Dove due o tre sono riuniti nel mio nome sono in mezzo a loro XXIII Domenica del Tempo Ordinario (Anno A)
Dal Vangelo secondo Matteo
In quel tempo, Gesù disse ai suoi discepoli: «Se il tuo fratello commetterà una colpa contro di te, va’ e ammoniscilo fra te e lui solo; se ti ascolterà, avrai guadagnato il tuo fratello; se non ascolterà, prendi ancora con te una o due persone, perché ogni cosa sia risolta sulla parola di due o tre testimoni. Se poi non ascolterà costoro, dillo alla comunità; e se non ascolterà neanche la comunità, sia per te come il pagano e il pubblicano. In verità io vi dico: tutto quello che legherete sulla terra sarà legato in cielo, e tutto quello che scioglierete sulla terra sarà sciolto in cielo.
In verità io vi dico ancora: se due di voi sulla terra si metteranno d’accordo per chiedere qualunque cosa, il Padre mio che è nei cieli gliela concederà. Perché dove sono due o tre riuniti nel mio nome, lì sono io in mezzo a loro».
Da questo numero sarà don Enrico Murgia, segretario arcivescovile, a commentare il Vangelo. Il grazie a Fabrizio Demelas per il servizio offerto nelle settimane prima della pausa agostana.
Commento a cura di Enrico Murgia
Nella celebrazione dell’eucaristia, proprio all’inizio, la Chiesa, da sempre ci invita a riconoscere davanti a Dio di essere tutti peccatori e come il pubblicano al tempio, (così recita una delle formule penitenziali del Messale) aprire il palmo della mano battendoci il petto in segno di pentimento.
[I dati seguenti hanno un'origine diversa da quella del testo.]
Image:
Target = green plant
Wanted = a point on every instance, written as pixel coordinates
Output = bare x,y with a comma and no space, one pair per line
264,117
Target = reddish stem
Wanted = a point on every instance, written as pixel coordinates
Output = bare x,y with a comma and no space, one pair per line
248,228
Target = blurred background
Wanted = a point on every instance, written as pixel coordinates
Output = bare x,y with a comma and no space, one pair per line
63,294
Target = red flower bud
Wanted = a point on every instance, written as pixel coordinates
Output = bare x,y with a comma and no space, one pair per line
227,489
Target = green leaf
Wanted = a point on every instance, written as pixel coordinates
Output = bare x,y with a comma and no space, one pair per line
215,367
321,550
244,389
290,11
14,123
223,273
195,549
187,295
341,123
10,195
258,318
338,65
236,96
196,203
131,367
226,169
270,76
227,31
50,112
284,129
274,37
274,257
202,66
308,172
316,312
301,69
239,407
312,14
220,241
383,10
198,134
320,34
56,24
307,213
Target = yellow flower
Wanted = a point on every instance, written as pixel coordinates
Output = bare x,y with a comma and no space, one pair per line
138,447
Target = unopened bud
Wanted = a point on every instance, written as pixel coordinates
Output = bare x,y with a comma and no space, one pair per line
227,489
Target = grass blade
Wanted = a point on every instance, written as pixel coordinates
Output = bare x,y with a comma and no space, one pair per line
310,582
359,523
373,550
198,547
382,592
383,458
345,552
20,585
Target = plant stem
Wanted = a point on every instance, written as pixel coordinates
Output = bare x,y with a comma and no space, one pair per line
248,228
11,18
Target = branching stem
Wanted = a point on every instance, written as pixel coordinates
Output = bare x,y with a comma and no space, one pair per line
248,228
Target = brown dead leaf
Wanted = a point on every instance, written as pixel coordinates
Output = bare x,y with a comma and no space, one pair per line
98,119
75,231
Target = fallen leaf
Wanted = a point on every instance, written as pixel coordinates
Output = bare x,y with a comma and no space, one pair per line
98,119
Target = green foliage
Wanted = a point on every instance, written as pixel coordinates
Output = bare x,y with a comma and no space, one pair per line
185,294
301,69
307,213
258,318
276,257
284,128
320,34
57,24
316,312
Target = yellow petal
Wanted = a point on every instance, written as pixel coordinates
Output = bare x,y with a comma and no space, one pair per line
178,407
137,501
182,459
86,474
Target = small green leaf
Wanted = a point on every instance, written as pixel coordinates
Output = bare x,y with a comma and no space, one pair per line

È lo Spirito Santo ad aprire gli occhi del nostro cuore perché possiamo riconoscere le nostre colpe alla luce della parola di Gesù.
È lo stesso Gesù che ci invita tutti, buoni e cattivi, alla sua mensa raccogliendoci dai crocicchi delle vie del mondo (cfr. Mt 22,9-10).
Tra le situazioni che rendono simili i partecipanti all’assemblea eucaristica, almeno due sono primari, decisivi e fondamentali: sono tutti peccatori e a tutti Dio fa dono della sua misericordia.
Non è male ricordarlo prima di recarci dal fratello per la correzione fraterna.
Essere fratelli significa essere responsabili. Nella comunione tra fratelli si esprime l’amore che non è mosso dal desiderio di possedere, ma di appartenere e di assumere l’altro nella sua libertà e nel suo peccato.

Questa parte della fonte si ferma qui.